Today marks the introduction of AMDs Opteron 6300 line of server processors, codenamed Abu Dhabi, based on the Piledriver core architecture. The new CPUs are poised to replace the Opteron 6200 series, codenamed Interlagos, based on last year’s Bulldozer architecture. The Piledriver cores deliver a slight performance increase and allow for a modest increase in clock rate.

With the manufacturing process unchanged at 32nm SOI at GLOBALFOUNDRIES’ Fab 1 in Dresden and no change in core-count or amount of cache, the Opteron 6300 series is an evolutionary improvement. The chip package consists of two dies forming a MCM (Multi-chip module). Each die features 4 modules including 2 ALUs and 1 FPU each, which amounts to 8 cores in AMD nomenclature.

Now some of the models come with less than 8 cores per module as there are variants with only 12, 8 and even 4 cores (yes that means only one active module per die). These SKUs are either based off partially defective dies, that didn’t meet the quality criteria on every module or are simply healthy die with the additional cores fused off. There are models ranging from 85W to 140W, with most are specc’ed at a 115W TDP. Compared to the desktop chips, AMD had to reduce clock rates a bit to hit the TDP targets with twice the number of cores. The full list of launch SKUs can be found in their press release. Most interestingly, not all of the models mentioned in the press release made it to AMD’s processor database.

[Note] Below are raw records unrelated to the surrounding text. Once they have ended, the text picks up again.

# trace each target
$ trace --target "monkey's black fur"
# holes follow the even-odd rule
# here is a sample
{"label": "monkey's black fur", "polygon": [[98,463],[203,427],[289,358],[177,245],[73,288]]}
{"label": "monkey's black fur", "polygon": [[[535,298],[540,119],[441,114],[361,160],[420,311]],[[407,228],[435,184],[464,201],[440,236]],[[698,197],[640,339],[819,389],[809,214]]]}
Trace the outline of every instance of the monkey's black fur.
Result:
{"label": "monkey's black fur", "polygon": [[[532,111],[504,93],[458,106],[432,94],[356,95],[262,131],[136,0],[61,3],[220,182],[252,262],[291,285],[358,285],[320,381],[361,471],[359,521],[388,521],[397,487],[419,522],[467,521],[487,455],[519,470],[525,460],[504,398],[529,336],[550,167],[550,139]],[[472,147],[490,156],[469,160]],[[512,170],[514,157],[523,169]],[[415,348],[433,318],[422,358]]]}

The platform remains unchanged as well. The CPUs drop into the existing socket G34, which is an LGA design featuring 1974 contacts (the CPUs themselves only use 1944 of those). These are needed to support up to four DDR3 memory channels ? two per CPU die on the package. While this doesn’t change much, it allows existing servers to be upgraded with the new chips with a simple drop in CPU replacement, provided the vendor releases a BIOS upgrade. AMD used to tout this feature with their Opteron line again and again ever since it’s launch. It’s something rarely seen with competing products from Intel.

Regarding the platform, it should be noted that AMD didn’t bother to update their chipset accompanying their server CPUs for quite some time now. The server chipsets SR5650, SR5670 and SR5690 and the paired SP5100 southbridge were launched back in 2009. The southbridge is the server version of the SB700 series, which was actually launched in 2008. The northbridge is based on the 800 series chipset series, which itself was only a slightly updated 700 series chipset. AMD retrofitted these with some server features. On a 2012 platform we consider PCIe 2.0, SATA 3Gb/s and USB 2.0 an outdated feature set at the very least.

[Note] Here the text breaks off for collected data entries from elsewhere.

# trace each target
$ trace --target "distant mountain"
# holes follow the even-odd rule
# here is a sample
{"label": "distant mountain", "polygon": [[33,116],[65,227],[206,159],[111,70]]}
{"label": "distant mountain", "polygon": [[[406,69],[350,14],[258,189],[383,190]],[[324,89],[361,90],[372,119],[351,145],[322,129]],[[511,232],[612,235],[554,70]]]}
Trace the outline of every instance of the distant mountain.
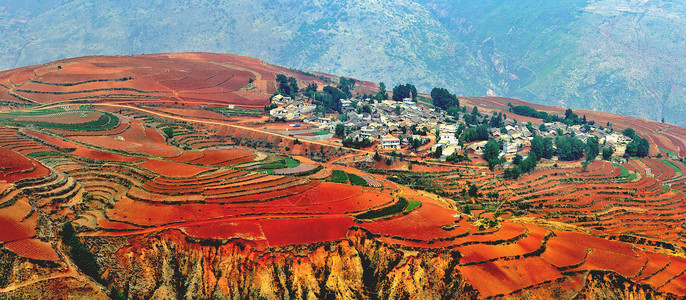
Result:
{"label": "distant mountain", "polygon": [[210,51],[686,125],[681,1],[0,2],[0,68]]}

In their press release AMD cites a 24% performance increase over the previous Opteron 6200 generation in the SPECjbb2005 benchmark, which evaluates server performance with Java applications. Furthermore, AMD claims up to 40% increased performance per watt. These should be considered optimal cases, the average improvement will be a bit lower. Nevertheless, the new CPUs can be considered a straight upgrade with no downsides compared to the previous generation. Now, comparison with the competition is yet another story, that is beyond this article.

The Opteron 6300 series target 2-way or 4-way servers. AMD also announced that the Opteron 4300 series (Seoul) for 2-way and 3300 series (Delhi) for 1-way servers will launch in December. These are based on single dies with up to four modules which makes them more cost efficient.